[Attention] Deepseek v3 MLA support with FP8 compute (#12601)

This PR implements the Deepseek V3 support by performing matrix absorption the fp8 weights --------- Signed-off-by: Lucas Wilkinson <lwilkinson@neuralmagic.com> Co-authored-by: Woosuk Kwon <woosuk.kwon@berkeley.edu> Co-authored-by: simon-mo <simon.mo@hey.com> Co-authored-by: Michael Goin <mgoin64@gmail.com> Co-authored-by: Zhuohan Li <zhuohan123@gmail.com> Co-authored-by: Tyler Michael Smith <tysmith@redhat.com> Co-authored-by: Alexander Matveev <59768536+alexm-neuralmagic@users.noreply.github.com>
2025-02-01 00:52:51 -05:00
parent 3e1c76cf3a
commit baeded2569
10 changed files with 579 additions and 84 deletions
--- a/vllm/envs.py
+++ b/vllm/envs.py
@@ -79,6 +79,7 @@ if TYPE_CHECKING:
    VLLM_V1_OUTPUT_PROC_CHUNK_SIZE: int = 128
    VLLM_MLA_DISABLE: bool = False
    VLLM_MLA_PERFORM_MATRIX_ABSORPTION: bool = True
+    VLLM_MLA_DISABLE_REQUANTIZATION: bool = False


 def get_default_cache_root():
@@ -519,7 +520,16 @@ environment_variables: Dict[str, Callable[[], Any]] = {
    # storing more weights, W_Q_UK and W_UV_O, so can increase memory usage,
    # the is enabled by default
    "VLLM_MLA_PERFORM_MATRIX_ABSORPTION":
-    lambda: bool(int(os.getenv("VLLM_MLA_PERFORM_MATRIX_ABSORPTION", "1")))
+    lambda: bool(int(os.getenv("VLLM_MLA_PERFORM_MATRIX_ABSORPTION", "1"))),
+
+    # When running MLA with matrix-absorption enabled and fp8 quantized weights
+    # we perform the matrix-absorption in float32 precision, after the matrices
+    # are absorbed we requantize the weights back to fp8, this flag can be used
+    # to disable the requantization step, and instead convert the absorbed
+    # matrices to match the activation type.
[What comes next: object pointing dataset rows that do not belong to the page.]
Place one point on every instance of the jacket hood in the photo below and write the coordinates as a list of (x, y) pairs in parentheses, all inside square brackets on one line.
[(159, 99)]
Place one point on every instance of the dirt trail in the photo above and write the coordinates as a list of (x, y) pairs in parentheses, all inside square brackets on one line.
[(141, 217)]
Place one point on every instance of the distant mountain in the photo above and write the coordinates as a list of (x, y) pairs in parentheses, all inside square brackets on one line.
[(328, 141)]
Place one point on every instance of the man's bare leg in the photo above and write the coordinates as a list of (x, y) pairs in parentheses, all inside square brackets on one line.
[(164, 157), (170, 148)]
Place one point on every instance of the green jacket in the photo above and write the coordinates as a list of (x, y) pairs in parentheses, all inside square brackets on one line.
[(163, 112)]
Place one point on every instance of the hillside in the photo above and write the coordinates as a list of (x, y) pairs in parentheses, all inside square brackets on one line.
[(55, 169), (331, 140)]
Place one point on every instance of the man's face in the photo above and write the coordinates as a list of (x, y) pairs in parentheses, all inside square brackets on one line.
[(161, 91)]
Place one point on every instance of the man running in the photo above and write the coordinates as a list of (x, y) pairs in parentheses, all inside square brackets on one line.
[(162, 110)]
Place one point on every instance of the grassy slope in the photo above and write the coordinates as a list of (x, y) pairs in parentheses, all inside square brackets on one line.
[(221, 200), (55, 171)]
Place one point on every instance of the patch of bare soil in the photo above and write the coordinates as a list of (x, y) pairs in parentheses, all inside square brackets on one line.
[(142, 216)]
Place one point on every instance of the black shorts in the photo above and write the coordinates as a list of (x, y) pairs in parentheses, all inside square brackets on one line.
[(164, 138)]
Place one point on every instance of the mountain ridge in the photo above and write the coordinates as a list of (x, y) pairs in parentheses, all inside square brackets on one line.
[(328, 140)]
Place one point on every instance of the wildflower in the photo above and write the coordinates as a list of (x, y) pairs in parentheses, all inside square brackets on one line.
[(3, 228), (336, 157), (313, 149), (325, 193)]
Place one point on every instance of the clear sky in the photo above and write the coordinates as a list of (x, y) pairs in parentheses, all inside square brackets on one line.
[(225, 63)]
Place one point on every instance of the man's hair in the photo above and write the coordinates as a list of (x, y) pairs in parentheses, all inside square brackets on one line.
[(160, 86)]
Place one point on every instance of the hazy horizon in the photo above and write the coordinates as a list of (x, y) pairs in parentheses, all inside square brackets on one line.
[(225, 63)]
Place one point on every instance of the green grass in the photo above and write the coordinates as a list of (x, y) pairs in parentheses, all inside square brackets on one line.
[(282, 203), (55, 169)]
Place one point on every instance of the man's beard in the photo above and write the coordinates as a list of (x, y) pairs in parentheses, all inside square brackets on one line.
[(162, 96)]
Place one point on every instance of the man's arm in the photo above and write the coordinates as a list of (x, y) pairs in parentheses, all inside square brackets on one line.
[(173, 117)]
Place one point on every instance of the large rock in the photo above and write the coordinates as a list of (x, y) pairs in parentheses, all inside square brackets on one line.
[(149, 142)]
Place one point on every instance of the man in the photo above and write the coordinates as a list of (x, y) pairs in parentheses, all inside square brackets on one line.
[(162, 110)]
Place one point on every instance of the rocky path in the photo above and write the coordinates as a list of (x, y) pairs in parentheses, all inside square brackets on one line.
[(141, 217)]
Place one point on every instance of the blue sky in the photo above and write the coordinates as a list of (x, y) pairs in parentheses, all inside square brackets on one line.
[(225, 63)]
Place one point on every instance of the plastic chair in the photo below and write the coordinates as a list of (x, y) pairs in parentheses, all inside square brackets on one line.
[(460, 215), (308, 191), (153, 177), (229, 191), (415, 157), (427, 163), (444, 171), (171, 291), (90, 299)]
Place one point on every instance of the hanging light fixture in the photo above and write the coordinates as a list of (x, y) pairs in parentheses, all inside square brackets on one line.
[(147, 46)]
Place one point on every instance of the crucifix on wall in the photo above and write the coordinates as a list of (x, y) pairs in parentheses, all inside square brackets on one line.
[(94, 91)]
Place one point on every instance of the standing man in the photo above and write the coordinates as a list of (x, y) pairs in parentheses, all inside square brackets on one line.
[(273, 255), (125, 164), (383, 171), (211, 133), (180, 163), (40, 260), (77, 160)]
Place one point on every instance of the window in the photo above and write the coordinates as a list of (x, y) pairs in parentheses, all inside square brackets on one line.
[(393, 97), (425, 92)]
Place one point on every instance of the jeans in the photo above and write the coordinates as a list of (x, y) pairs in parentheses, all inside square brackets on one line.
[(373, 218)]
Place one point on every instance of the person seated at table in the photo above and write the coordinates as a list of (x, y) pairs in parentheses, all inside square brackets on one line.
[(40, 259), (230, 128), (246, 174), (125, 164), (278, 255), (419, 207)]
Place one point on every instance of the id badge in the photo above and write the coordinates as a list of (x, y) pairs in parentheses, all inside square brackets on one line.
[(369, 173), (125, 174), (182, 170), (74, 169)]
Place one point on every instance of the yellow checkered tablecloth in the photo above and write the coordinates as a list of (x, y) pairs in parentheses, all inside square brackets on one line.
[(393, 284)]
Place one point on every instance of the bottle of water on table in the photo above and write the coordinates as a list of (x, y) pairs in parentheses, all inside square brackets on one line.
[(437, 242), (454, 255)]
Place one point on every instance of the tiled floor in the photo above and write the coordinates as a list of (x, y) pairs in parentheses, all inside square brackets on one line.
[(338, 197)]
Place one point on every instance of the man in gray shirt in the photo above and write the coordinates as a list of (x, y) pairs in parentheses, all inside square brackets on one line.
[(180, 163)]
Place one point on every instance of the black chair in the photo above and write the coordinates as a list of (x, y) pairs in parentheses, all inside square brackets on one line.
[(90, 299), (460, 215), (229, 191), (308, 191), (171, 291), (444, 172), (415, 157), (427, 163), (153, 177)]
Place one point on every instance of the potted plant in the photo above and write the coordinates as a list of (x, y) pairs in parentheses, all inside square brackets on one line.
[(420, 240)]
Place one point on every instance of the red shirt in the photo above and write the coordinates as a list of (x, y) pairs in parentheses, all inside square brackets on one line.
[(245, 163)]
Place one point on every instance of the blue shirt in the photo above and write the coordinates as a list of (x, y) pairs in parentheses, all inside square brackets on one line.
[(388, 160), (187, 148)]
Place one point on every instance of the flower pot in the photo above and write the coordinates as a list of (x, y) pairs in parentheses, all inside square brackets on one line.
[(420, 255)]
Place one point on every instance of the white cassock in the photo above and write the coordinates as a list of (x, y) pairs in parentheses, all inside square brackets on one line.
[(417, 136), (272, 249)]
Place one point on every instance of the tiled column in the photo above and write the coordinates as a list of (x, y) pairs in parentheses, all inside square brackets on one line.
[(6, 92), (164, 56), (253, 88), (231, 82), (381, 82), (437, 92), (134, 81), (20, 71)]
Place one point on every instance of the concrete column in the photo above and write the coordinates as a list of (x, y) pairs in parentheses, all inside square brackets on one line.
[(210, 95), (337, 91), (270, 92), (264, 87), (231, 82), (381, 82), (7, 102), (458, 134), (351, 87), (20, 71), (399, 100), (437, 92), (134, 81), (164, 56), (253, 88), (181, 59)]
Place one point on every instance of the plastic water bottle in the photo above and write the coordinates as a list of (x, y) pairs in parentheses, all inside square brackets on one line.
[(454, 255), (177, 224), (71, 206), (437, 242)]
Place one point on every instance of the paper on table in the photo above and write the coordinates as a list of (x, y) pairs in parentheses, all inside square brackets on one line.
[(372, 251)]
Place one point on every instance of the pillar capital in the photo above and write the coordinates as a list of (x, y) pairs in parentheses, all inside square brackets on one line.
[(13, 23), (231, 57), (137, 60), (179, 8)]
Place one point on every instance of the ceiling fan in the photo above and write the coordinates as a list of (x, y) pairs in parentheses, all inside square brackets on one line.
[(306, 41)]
This can lead to higher memory and
+    # compute usage but better preserves the accuracy of the original model.
+    "VLLM_MLA_DISABLE_REQUANTIZATION":
+    lambda: bool(int(os.getenv("VLLM_MLA_DISABLE_REQUANTIZATION", "0")))
 }

 # end-env-vars-definition